よく知っている曲も数曲あるが、全く知らない曲の方が多い一枚ではあり、だからかブルックナーの Locus iste では実家に帰ってきたような安心感があった。この人数でブルックナーを歌ってしっかりと音の厚みを感じられるのはすごいなと思ったし、フレーズの歌い込みも非常に良い。
また、唯一7分超えの曲であり、たっぷりと歌い込まれているレーガーの Die Sieben Worte Jesu や合唱のイメージがあまりないリストの Ave verum corpus などで魅せる静謐な美しさも絶品だった。
その他、ラインベルガーやメンデルスゾーンのモテットも良かったし、ベッカーやコルネリウス、ベルガー、レーヴェといった作曲家も気になる。
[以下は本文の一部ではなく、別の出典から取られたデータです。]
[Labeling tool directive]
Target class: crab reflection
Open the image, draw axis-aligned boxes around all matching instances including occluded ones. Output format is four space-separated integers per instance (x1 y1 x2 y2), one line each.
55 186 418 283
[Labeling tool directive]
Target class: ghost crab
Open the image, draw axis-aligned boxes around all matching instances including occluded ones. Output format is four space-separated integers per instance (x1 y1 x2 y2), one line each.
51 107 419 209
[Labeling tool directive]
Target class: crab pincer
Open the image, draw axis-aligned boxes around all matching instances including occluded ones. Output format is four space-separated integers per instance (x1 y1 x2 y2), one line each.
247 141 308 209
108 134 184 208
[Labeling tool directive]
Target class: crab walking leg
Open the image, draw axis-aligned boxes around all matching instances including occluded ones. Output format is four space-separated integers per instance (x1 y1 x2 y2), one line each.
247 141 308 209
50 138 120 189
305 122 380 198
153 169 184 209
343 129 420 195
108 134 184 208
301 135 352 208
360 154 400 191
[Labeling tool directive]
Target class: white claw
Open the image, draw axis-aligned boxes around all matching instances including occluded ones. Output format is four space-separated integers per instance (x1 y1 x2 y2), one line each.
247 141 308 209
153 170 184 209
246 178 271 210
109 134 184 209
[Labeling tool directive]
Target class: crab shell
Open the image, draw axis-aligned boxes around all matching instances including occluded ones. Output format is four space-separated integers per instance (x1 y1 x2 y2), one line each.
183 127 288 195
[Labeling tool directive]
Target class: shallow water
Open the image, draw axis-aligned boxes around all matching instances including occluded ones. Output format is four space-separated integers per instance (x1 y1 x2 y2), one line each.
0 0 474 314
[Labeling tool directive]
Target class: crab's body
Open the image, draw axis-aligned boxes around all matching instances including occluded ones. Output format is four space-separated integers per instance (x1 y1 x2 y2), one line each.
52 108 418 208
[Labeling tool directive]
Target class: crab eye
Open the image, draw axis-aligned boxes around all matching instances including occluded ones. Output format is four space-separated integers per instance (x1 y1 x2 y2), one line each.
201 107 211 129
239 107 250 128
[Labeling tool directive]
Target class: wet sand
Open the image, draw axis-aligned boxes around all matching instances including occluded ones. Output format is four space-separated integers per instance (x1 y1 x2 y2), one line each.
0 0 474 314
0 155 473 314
正直まだまだ書き足りないと感じるほど、充実した一枚だった。
Pilger Auf Erden - German Sacred Vocal Music of the 19th Century
Singer Pur
2024 (Oehms: OC1728)
Links: Presto, HMV
★★★★☆(2024/6/28)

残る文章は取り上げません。